There are also parent packs: gift cards for food and essentials given to moms and dads of kids with cancer. Milestone gifts: cool presents she hands out to patients when they reach important milestones in their cancer journeys. Her painting sales help fund these gifts through the Sadie Keller Foundation.

She’s also a lobbyist for pediatric cancer research and awareness, taking her story to Capitol Hill.

She’s making a difference there, too: Sadie was front and center when President Trump signed the STAR Act in June.

The STAR act is the most comprehensive childhood cancer legislation ever taken up by Conress.

“I also want to commend Sadie Keller for her leadership,” President Trump said, during the signing of the bill.

Sadie Keller with President Trump (White House Photo by Shealah Craighead)

Knowing what a small percentage of federal money goes to children’s cancer research is frustrating, Sadie says. “I was so upset [when I heard that], because people think childhood cancer is rare, when it is not.”

Sadie Keller knows their lives are worth more than four percent.

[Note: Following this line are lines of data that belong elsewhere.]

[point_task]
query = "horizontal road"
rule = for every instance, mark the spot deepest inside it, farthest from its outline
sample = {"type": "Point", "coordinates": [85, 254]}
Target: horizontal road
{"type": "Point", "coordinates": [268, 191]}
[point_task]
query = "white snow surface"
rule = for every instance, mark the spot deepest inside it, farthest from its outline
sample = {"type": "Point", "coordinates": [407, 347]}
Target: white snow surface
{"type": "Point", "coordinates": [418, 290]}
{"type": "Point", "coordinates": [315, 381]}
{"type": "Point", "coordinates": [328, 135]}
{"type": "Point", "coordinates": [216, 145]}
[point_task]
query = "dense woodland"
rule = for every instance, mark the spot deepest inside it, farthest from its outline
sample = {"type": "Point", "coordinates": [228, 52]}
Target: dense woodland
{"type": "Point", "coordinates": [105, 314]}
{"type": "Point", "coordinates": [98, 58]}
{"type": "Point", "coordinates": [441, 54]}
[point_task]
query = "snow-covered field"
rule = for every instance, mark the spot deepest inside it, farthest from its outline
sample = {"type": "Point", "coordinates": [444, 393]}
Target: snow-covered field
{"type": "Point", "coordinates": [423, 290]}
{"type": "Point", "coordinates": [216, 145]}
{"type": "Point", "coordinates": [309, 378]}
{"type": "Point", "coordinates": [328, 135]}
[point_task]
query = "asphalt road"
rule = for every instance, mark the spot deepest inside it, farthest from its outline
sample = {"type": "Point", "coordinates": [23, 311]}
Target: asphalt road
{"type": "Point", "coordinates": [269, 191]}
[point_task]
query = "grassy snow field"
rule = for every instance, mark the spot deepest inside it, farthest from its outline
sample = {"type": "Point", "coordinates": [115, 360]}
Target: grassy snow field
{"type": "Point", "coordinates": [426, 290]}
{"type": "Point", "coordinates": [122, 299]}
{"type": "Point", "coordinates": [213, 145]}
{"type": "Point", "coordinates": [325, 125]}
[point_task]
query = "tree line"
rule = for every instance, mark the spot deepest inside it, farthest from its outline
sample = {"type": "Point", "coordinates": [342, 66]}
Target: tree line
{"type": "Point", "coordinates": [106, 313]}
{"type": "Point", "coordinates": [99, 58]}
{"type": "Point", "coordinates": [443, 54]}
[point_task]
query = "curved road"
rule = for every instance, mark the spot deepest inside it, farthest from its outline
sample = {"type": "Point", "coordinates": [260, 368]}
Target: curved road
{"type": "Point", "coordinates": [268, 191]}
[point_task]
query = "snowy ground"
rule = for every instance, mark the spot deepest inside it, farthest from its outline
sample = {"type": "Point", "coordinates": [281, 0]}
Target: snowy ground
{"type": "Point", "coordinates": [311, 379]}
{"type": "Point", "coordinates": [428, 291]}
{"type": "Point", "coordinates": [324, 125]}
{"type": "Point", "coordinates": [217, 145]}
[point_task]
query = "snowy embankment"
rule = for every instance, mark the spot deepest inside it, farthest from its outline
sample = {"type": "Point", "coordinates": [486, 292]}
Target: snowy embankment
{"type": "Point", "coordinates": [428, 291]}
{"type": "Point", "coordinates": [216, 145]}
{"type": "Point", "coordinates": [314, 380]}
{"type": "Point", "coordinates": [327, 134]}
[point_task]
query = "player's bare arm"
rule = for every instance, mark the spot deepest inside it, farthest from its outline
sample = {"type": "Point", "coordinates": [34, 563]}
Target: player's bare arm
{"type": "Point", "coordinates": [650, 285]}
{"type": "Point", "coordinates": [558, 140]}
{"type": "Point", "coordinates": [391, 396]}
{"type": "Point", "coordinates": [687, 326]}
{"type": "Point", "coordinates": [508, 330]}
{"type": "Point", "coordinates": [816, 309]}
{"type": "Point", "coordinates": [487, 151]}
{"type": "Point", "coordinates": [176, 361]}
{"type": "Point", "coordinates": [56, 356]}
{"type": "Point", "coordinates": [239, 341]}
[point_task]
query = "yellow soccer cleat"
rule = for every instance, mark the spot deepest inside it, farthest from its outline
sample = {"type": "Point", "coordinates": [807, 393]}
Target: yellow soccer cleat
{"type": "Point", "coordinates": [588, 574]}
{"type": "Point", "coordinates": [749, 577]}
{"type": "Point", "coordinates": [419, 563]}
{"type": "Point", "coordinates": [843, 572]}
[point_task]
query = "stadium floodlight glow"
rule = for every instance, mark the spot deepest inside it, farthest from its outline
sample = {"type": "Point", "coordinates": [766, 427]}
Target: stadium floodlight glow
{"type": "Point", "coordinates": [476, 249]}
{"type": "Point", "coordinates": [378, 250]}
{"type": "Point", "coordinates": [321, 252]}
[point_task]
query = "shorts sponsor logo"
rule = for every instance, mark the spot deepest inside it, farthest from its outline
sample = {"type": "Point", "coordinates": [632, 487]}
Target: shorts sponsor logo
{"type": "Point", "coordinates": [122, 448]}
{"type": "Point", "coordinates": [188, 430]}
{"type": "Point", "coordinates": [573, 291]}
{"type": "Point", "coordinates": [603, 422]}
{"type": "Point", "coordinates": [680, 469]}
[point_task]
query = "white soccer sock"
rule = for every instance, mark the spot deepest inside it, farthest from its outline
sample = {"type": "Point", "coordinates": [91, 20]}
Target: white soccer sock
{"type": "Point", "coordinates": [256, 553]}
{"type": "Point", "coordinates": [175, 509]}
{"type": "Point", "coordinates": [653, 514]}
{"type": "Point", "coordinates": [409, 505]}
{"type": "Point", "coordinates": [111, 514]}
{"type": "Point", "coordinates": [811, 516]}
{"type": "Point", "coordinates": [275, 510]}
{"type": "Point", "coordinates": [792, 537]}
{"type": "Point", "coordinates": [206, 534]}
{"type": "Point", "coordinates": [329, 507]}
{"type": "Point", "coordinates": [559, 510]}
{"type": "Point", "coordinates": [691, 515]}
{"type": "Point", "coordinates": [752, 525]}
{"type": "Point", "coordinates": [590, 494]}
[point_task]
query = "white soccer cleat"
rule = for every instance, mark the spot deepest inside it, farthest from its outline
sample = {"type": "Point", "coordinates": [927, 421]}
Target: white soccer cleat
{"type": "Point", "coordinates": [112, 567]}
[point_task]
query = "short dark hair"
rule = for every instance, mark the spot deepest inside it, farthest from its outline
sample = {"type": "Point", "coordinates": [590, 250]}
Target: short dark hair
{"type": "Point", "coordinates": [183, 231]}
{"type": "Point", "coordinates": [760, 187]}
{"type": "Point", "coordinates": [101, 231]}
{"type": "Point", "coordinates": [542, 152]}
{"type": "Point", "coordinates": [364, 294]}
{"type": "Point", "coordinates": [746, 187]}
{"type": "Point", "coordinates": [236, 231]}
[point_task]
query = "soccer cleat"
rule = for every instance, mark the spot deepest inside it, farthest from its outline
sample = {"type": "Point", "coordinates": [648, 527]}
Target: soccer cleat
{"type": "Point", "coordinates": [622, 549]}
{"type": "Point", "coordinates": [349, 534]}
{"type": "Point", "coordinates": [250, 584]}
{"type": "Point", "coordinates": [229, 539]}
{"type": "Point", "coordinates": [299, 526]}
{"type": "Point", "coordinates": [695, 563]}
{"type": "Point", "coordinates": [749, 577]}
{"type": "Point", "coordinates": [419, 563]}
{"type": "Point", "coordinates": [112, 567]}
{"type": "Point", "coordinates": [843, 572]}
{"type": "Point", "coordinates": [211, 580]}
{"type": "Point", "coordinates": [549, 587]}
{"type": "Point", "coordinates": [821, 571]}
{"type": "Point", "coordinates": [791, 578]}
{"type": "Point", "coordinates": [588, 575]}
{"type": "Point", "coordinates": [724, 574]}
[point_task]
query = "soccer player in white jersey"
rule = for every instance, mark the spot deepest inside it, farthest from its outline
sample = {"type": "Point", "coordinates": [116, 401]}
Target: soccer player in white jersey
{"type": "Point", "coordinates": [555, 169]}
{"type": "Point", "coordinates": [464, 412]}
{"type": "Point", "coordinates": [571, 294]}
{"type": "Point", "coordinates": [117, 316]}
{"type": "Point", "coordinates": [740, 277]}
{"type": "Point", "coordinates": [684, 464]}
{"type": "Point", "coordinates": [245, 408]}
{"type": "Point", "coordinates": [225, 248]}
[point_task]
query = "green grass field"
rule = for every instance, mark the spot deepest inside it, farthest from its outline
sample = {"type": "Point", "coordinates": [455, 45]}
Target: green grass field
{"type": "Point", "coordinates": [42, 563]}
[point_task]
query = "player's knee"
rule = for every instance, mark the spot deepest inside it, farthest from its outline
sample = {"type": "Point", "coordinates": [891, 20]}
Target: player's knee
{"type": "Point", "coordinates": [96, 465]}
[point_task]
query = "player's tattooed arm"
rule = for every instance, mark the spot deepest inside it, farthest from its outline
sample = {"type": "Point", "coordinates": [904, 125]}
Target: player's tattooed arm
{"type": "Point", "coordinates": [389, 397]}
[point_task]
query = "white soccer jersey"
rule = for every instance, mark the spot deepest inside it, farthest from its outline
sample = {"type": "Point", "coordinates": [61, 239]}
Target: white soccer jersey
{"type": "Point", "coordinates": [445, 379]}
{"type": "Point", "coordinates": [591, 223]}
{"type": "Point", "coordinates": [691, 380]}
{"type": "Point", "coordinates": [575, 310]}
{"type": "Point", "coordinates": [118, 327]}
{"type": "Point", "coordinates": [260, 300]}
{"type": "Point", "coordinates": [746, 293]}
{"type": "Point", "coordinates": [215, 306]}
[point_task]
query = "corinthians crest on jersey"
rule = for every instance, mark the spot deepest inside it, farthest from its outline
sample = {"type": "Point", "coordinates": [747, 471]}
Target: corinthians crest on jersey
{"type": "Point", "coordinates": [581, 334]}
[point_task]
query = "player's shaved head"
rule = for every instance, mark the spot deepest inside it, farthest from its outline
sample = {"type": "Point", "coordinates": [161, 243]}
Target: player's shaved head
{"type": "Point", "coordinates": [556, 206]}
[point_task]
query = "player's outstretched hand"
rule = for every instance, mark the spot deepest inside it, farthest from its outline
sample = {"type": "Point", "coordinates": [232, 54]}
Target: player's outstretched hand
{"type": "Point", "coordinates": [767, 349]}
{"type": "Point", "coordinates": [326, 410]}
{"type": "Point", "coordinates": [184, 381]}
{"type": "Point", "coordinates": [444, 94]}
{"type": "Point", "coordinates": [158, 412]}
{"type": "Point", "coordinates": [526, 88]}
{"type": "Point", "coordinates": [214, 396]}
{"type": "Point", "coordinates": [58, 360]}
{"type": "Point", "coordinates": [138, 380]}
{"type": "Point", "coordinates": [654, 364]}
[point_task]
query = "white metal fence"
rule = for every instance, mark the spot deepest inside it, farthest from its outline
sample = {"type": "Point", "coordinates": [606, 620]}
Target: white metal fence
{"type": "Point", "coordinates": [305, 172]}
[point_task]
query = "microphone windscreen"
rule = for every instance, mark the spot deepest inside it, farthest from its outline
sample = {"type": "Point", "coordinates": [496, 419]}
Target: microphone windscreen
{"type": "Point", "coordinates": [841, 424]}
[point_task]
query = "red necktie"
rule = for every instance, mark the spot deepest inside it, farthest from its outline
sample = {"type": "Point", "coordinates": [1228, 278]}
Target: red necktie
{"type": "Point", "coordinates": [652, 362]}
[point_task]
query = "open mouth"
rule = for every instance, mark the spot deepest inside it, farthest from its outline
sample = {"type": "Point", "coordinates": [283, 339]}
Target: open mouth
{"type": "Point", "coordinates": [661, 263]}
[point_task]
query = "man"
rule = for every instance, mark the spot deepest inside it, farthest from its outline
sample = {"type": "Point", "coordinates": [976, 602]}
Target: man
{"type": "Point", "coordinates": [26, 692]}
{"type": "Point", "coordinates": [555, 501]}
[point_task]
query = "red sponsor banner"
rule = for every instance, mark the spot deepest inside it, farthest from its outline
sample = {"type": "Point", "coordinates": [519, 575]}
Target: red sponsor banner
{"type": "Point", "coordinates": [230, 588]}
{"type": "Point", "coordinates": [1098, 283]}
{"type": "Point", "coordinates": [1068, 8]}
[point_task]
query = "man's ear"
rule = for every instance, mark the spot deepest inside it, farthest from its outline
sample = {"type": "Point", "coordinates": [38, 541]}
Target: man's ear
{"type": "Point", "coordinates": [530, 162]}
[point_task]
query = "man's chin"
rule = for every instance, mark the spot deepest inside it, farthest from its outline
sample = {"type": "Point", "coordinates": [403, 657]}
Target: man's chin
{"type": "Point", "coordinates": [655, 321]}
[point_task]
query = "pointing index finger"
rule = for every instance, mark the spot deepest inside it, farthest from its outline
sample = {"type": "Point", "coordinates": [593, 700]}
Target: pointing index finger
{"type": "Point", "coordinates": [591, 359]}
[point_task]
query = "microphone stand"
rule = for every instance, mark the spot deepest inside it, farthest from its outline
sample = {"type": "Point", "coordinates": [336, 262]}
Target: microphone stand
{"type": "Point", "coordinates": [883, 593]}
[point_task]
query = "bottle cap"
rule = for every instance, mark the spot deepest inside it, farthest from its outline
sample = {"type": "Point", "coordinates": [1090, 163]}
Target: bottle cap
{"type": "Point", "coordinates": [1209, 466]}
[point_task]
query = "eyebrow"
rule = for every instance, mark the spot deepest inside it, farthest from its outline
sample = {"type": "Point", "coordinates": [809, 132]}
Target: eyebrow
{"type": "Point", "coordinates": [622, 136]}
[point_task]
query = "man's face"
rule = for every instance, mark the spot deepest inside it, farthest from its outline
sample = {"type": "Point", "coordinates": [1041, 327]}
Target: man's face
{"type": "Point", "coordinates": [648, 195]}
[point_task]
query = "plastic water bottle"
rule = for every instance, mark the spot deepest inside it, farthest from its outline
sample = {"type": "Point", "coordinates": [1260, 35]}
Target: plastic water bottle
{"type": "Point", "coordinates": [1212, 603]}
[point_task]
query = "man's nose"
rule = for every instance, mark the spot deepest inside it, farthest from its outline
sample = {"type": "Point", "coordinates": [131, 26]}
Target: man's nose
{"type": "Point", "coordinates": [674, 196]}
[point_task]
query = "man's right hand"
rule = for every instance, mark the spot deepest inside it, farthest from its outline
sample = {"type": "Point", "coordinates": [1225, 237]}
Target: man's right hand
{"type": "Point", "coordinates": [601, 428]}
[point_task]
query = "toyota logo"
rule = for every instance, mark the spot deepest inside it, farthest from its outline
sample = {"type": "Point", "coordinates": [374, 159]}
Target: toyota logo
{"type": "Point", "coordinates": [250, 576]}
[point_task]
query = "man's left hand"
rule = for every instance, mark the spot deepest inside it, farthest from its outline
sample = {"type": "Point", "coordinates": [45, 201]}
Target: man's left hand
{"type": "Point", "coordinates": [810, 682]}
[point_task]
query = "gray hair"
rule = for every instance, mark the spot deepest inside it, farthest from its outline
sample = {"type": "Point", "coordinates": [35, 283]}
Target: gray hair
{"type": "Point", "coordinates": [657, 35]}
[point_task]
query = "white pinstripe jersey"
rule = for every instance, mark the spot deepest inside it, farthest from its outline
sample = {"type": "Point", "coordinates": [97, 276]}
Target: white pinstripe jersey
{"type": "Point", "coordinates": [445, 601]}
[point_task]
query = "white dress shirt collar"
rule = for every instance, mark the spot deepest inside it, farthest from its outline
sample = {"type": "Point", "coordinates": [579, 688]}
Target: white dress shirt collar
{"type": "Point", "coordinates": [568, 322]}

She remembers her own two-and-a-half-year fight. Today, Sadie is considered cancer-free.

“It makes me feel like I’m strong when I look at this painting,” she says, of the self-portrait.

She knows her purpose – her passion – is far from over.

“Usually whenever people are done with chemo, they’re just done with cancer. They don’t want to talk about it anymore. They don’t want to do anything with it. but that’s not what I wanted to do. I wanted to take my treatment and turn it into something that would help other kids,” Sadie says.